Advertising communication plays an increasingly important role in structuring our culture. Relationships, feelings, and social and microsocial changes are guided more and more by the discourse of commercial creativity. If we consider its broadest anthropological interpretation, contemporary culture (understood as a way of life, a world view and an ideological configuration), unquestionably owes a great deal to advertisements.
Advertising creates and recreates the world. It listens and proclaims, copies and transforms. Yet it also invents because it discovers, publishes, and publicly verifies as part of society things that otherwise would go unnoticed. There is no doubt that it generates what we call "the world". Love, food, houses, money, objects, desire, needs, so many things we all feel are our own, totally unique and the grounds for our identity, would not mean what they do to us without having been efficiently shaped by advertising, without, let's face it, advertising's creative action.
That's why we like advertising. Because it resembles artistic (and political and divine) work. Because we see it as an opaque, unknown and still unexploited player in our cultural scenario. If advertising is so relevant, so close and intimate for everyone, let's put it in the spotlight. Let's talk about it, play with it and take part in it. These days we can all be artists, celebrities, millionaires or winners, but what will happen if we try to be advertising designers? Perhaps everything or nothing. So why not try?

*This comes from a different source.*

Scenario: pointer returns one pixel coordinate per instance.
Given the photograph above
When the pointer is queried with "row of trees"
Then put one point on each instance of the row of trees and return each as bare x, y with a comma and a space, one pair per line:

After all, interests do exist and are universally shared. The brands are out there looking for ideas and new ways to relate with their consumers. The advertising industry wants society to value the importance of ideas; it wants its work to be appreciated. They want the public to be more familiar with it, to love it more. And they want fair recognition for the efforts this great industry is making to keep consumption, the economy and even a certain social cohesion alive. And in NotodoPubliFest.com consumers, creators and citizens have a chance to intervene, to create, to gain access, even if through the back door and virtually, to a great simulacrum (with real ammunition) of this world in which nothing is worth more than a great idea, which has no intention other than playing at inventing, creating, forming culture and competing for prizes that try to make of this festival a race well worth entering.
Actually, however, we do not aspire to that much. We'll be content just to have given birth to a new and intriguing popular communication event that is simple, easy, and, if the gods permit, entertaining. Let's all play at making ads. Let's offer anyone who is willing the chance to create and play a very serious game.
We've probably left something out, but that is often just what great advertising is all about: showing us day by day that there is still something left to say.